Min glumly turned that idea over in his mind. “Sure, and how do we know this isn’t a test of my honesty? They want to see what I’ll do. What am I going to do?”

“But what if it’s real?”

“You just said Yang wouldn’t hurt a fly.”

“Yes, but they don’t know that. They may think the information is real, and they need to know if we can be trusted.”

“Inspector, we can go on like this for hours. Anything is possible.”

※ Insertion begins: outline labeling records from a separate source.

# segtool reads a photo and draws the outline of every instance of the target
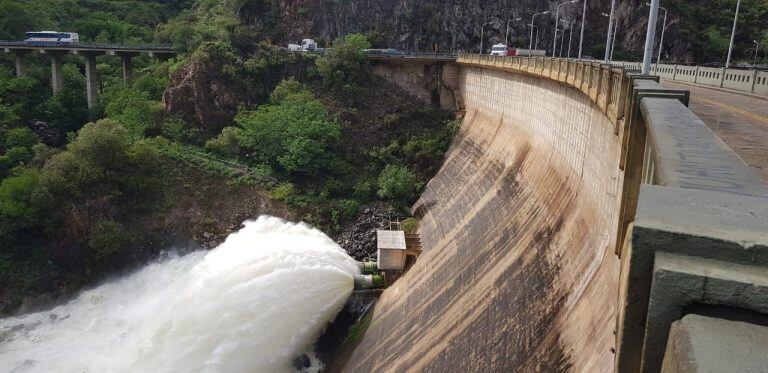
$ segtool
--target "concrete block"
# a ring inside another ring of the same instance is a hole
[[[643,343],[643,372],[661,369],[672,322],[695,303],[767,313],[768,268],[656,253]],[[717,345],[711,348],[717,349]],[[768,345],[763,348],[768,349]]]
[[[661,369],[663,373],[766,370],[767,327],[693,314],[672,324]]]
[[[636,372],[659,252],[768,266],[765,198],[642,185],[629,245],[622,253],[617,371]]]

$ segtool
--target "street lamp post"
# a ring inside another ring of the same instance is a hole
[[[651,6],[650,3],[645,3],[647,6]],[[661,49],[664,48],[664,32],[667,31],[667,8],[660,6],[659,9],[664,11],[664,20],[661,23],[661,38],[659,39],[659,55],[656,57],[656,64],[661,63]],[[656,25],[654,25],[655,27]]]
[[[584,46],[584,21],[586,19],[587,19],[587,0],[584,0],[584,9],[581,11],[581,37],[579,37],[579,59],[581,59],[581,47]]]
[[[611,37],[611,45],[609,46],[609,52],[608,52],[608,62],[613,61],[613,50],[616,46],[616,32],[619,30],[619,25],[616,21],[618,21],[616,18],[611,18],[610,15],[606,13],[600,13],[603,17],[608,17],[608,23],[613,23],[613,36]]]
[[[612,45],[611,34],[613,33],[613,26],[614,26],[611,20],[615,18],[614,17],[615,10],[616,10],[616,0],[611,0],[611,14],[608,16],[609,17],[608,18],[608,36],[607,36],[607,39],[605,40],[605,63],[608,63],[611,59],[611,53],[609,49],[611,49],[611,45]]]
[[[560,21],[560,7],[563,5],[573,4],[578,2],[579,0],[566,1],[564,3],[559,4],[555,9],[555,37],[553,38],[554,40],[552,40],[552,57],[555,57],[555,53],[557,53],[557,23],[558,21]]]
[[[533,15],[531,16],[531,25],[530,25],[531,26],[531,42],[528,43],[528,49],[533,49],[533,29],[536,28],[536,26],[534,26],[533,22],[535,21],[536,16],[542,15],[542,14],[548,14],[548,13],[549,13],[549,11],[547,10],[545,12],[533,13]],[[539,32],[538,28],[536,28],[536,32],[537,33]],[[537,42],[538,42],[538,39],[539,39],[539,37],[538,37],[538,34],[537,34],[536,35],[536,41]],[[536,43],[536,44],[537,44],[536,46],[538,47],[538,43]]]
[[[755,43],[755,58],[752,62],[752,67],[757,69],[757,51],[760,49],[760,43],[757,42],[757,40],[752,40],[753,43]]]
[[[656,38],[656,19],[659,15],[659,0],[651,0],[648,13],[648,31],[645,33],[645,49],[643,51],[643,75],[651,73],[653,59],[653,40]]]
[[[490,25],[493,22],[486,22],[480,26],[480,54],[483,54],[483,33],[485,32],[485,26]]]
[[[507,32],[504,35],[504,45],[506,45],[507,47],[509,47],[509,23],[510,22],[517,22],[517,21],[520,21],[520,20],[522,20],[522,18],[510,19],[510,20],[507,21]]]
[[[568,29],[570,30],[568,35],[568,56],[566,58],[571,58],[571,42],[573,41],[573,21],[571,21],[568,24]]]
[[[725,59],[725,68],[731,66],[731,52],[733,51],[733,39],[736,37],[736,23],[739,21],[739,6],[741,0],[736,1],[736,14],[733,16],[733,29],[731,30],[731,43],[728,45],[728,57]]]
[[[613,61],[613,51],[616,50],[616,31],[619,30],[619,20],[613,19],[613,37],[611,38],[611,55],[608,57],[610,61]]]

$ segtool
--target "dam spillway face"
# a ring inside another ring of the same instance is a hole
[[[414,205],[423,252],[345,371],[611,371],[620,140],[580,91],[461,67],[467,115]]]

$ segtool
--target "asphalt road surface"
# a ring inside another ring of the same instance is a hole
[[[690,109],[768,184],[768,97],[731,93],[665,80],[665,87],[691,91]]]

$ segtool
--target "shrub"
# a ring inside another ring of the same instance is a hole
[[[329,87],[346,88],[368,77],[366,53],[371,43],[361,34],[349,34],[338,39],[334,47],[317,60],[317,71]]]
[[[31,169],[22,169],[0,183],[0,234],[37,224],[40,206],[35,196],[39,188],[40,174]]]
[[[297,93],[311,94],[309,89],[307,89],[307,87],[305,87],[303,84],[299,83],[298,80],[294,78],[288,78],[280,82],[280,84],[275,87],[275,89],[272,91],[272,94],[269,96],[269,101],[273,104],[279,104],[283,102],[283,99],[286,97]]]
[[[354,196],[359,199],[368,199],[376,190],[376,186],[374,184],[374,182],[368,180],[358,181],[352,188],[354,190]]]
[[[407,167],[389,164],[379,175],[378,195],[405,206],[416,195],[416,182],[416,175]]]
[[[112,220],[97,223],[88,235],[88,246],[94,250],[98,262],[116,255],[130,241],[131,237],[123,226]]]
[[[160,133],[166,138],[183,143],[196,143],[199,141],[201,131],[190,127],[184,119],[178,116],[168,116],[163,120]]]
[[[339,140],[341,129],[309,91],[289,93],[295,89],[291,85],[282,85],[279,103],[237,114],[238,142],[259,163],[314,176],[327,165],[328,148]]]
[[[32,130],[26,127],[13,128],[6,134],[8,136],[5,139],[5,148],[10,149],[13,147],[31,148],[38,142],[37,135]]]
[[[150,100],[149,93],[136,88],[121,90],[105,107],[108,118],[137,136],[143,136],[147,129],[157,127],[162,112],[162,103]]]
[[[272,198],[286,202],[295,195],[293,184],[283,183],[272,189]]]
[[[221,133],[205,142],[205,150],[222,157],[235,157],[240,154],[240,129],[224,127]]]

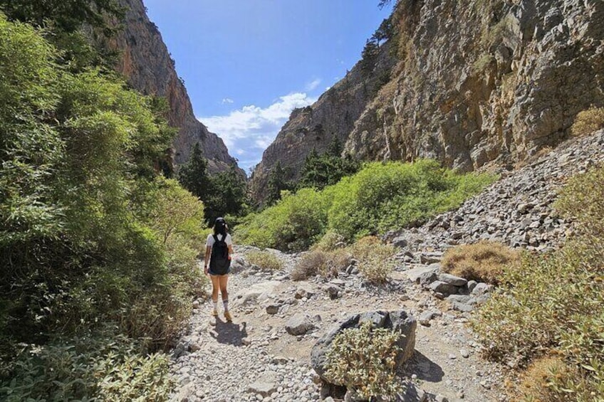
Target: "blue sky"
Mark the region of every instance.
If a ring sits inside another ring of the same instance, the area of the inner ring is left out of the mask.
[[[246,171],[359,60],[378,0],[144,0],[199,121]]]

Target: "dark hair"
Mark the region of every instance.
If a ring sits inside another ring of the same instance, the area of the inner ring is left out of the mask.
[[[226,236],[226,221],[224,218],[217,218],[214,222],[214,234]]]

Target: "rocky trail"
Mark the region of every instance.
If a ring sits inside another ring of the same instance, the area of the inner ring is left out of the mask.
[[[552,208],[565,180],[604,162],[604,131],[573,139],[502,178],[458,210],[420,228],[390,233],[400,248],[389,282],[368,285],[354,269],[337,279],[293,281],[300,255],[273,250],[283,268],[266,272],[245,260],[253,248],[236,248],[230,276],[233,322],[210,317],[207,301],[194,304],[187,334],[173,351],[178,401],[323,399],[312,369],[317,340],[360,312],[405,310],[417,321],[415,352],[402,373],[405,401],[507,401],[504,369],[480,357],[467,325],[491,292],[486,284],[444,275],[448,247],[481,239],[542,252],[573,231]],[[326,400],[330,400],[328,397]]]

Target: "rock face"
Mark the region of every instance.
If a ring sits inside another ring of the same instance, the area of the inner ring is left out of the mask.
[[[118,0],[118,3],[127,10],[125,28],[105,45],[120,52],[116,70],[126,77],[129,85],[145,95],[167,100],[169,122],[179,128],[172,147],[174,162],[186,162],[191,147],[199,142],[208,159],[210,171],[225,170],[236,164],[222,140],[195,118],[175,62],[157,27],[147,16],[142,1]]]
[[[579,112],[604,105],[603,1],[400,0],[392,18],[396,63],[365,77],[358,65],[293,113],[254,172],[257,198],[278,160],[295,178],[333,136],[358,159],[432,157],[471,171],[555,146]]]
[[[330,380],[325,377],[325,364],[327,353],[331,347],[331,343],[335,337],[349,328],[358,328],[365,322],[370,322],[373,328],[387,328],[400,334],[397,346],[400,348],[400,351],[397,356],[397,366],[411,359],[415,347],[415,329],[417,322],[415,319],[408,315],[405,311],[395,312],[369,312],[363,314],[357,314],[350,317],[348,319],[338,325],[335,328],[321,337],[311,352],[311,363],[313,369],[319,375],[321,379],[327,384]],[[337,384],[336,386],[345,384]]]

“Get rid of it. The Blue Paper. Get rid of it.”

“But if they planted it…”

“Trust me, Min, I was just thinking out loud. They didn’t plant it. It was a mistake, an unintentional security breach. If you report it, the clerks in the central mailroom will be put through hell. As soon as they realize it’s missing, they’ll fix their logs. No one else will know it’s gone. It’s happened before. But we have another problem.”

“I don’t want to know.”

Min knew the problem, he just didn’t want to hear it out loud. We had to do something about the case in order to bury these crazy reports that someone in our office-and by implication, all of us who dealt with that person-was involved in a plot against a foreign visitor. It was so ridiculous it could only be a cover for something else. I put a gag in my subconscious before it could say what I was thinking.

“You do what you have to do,” Min said. “If it doesn’t work, don’t forget, I won’t be there to wave when the truck drives away.”

“Don’t worry, if it doesn’t work, we’ll both be in the back of the truck.”